Alliée : Pour moi, le défi est de faire passer mes convictions auprès de mes proches, ma famille, mes amis. Je suis intimement persuadée qu’il n’y aura pas de société équilibrée sans que les personnes les plus pauvres et leurs droits soient respectés, soient dignes, soient accueillis comme tout à chacun.

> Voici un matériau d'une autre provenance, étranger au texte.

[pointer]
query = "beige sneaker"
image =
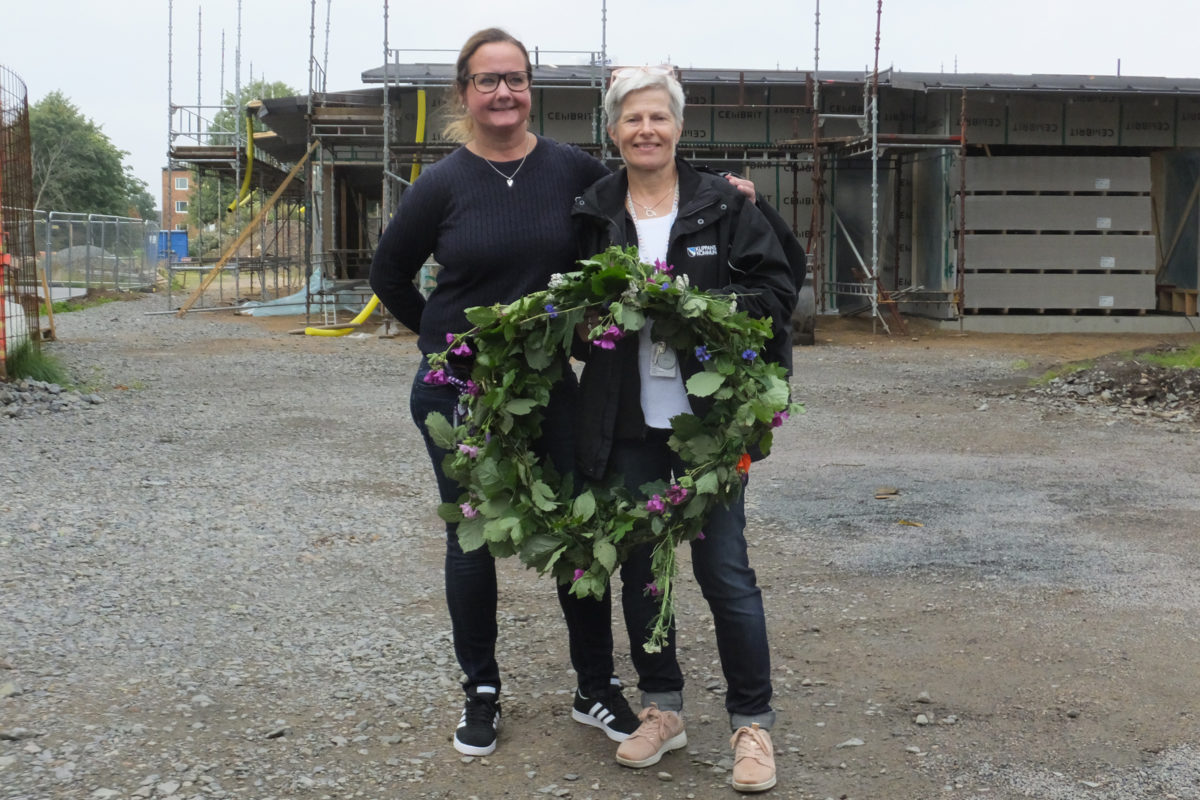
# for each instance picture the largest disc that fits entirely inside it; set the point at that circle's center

Et ça c’est très dur dans certains milieux sociaux, certains milieux professionnels, c’est extrêmement dur, c’est un combat de tous les jours ; il faut en parler beaucoup, il faut parfois vraiment suer, se mettre en colère parfois.
Militant : Je pense qu’il nous a donné quelque chose d’important, c’est la continuité du 17 octobre7. Pour moi, le 17 octobre permet de faire voir aux autres les capacités qu’on a, de faire voir qu’on est capable de faire quelque chose.

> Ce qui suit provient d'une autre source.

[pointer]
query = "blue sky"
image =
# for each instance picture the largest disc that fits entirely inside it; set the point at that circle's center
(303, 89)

Isabelle Perrin : Le père Joseph a raconté un jour à un journaliste : « En fait, ce Mouvement est né quand j’avais cinq ans » … Le père Joseph raconte qu’à cinq ans il a été avec sa mère chez le dentiste et la secrétaire a dit tout fort : « Vous les gens qui sont à l’aide sociale, vous ne payez pas ici », et il était pétri de honte et aussi de colère. Et c’est de là, de cette colère, révolte contre des humiliations, que le Mouvement est né car le père Joseph a continué à la porter tout le temps, tout le temps. On peut dire que notre Mouvement est né dans un cœur d’enfant parce que le père Joseph a dit combien il a été pétri par la honte, les humiliations, de devoir sortir pendant la nuit pour gagner quelques sous pour sa famille. Mais aussi parce que les enfants ne voient jamais le monde mal, ils pensent que le monde est quand même beau, ils ne le voient pas fermé, ni méchant. J’ai découvert du père Joseph sa confiance dans l’humanité. Il était conscient de la misère qui est une injustice terrible, il a dit : « C’est le mal le plus terrible qui soit » ; il en était convaincu, il le portait comme une angoisse permanente, il était en permanence angoissé que le Quart Monde soit reconnu, qu’il puisse être entendu dans les lieux où l’humanité réfléchit à son avenir car il était convaincu que le Quart Monde avait quelque chose à dire pour aujourd’hui, pour l’avenir et le destin de l’Homme. Il le portait avec une force et une exigence incroyables et en même temps il avait une confiance, il avait une tendresse qui nous a tous touchés. Il croyait que dans le fond du cœur de chacun, au plus profond, on refuse la misère pour soi, pour sa famille, pour les autres. Mais la tendresse du père Joseph n’était pas « béni oui-oui », la tendresse du Père Joseph n’était pas gentille ! La première fois que je l’ai vraiment rencontré, il m’a donné une grande tape dans le dos et il a dit : « Alors vous aussi vous allez être volontaire ? » ; là j’ai senti sa confiance, je me suis beaucoup préparée. Quand trois ans après, je suis arrivée à Méry-sur-Oise8, à la première réunion à laquelle j’assiste avec le père Joseph, il tape du poing sur la table et il dit :
« Ici il y a des jeunes qui arrivent et qui veulent être volontaires. Il faut qu’ils sachent que c’est sérieux, et s’ils ne sont pas sérieux, ils peuvent repartir… ! ».
Ce que je retiens c’est que le père Joseph nous a tous appelés à prendre nos responsabilités. Il a appelé l’État à prendre ses responsabilités, les institutions à prendre leurs responsabilités, l’ONU à prendre ses responsabilités, son Église à prendre ses responsabilités, et il nous a tous appelés, nous, chacun d’entre nous, à prendre nos responsabilités, où qu’on soit.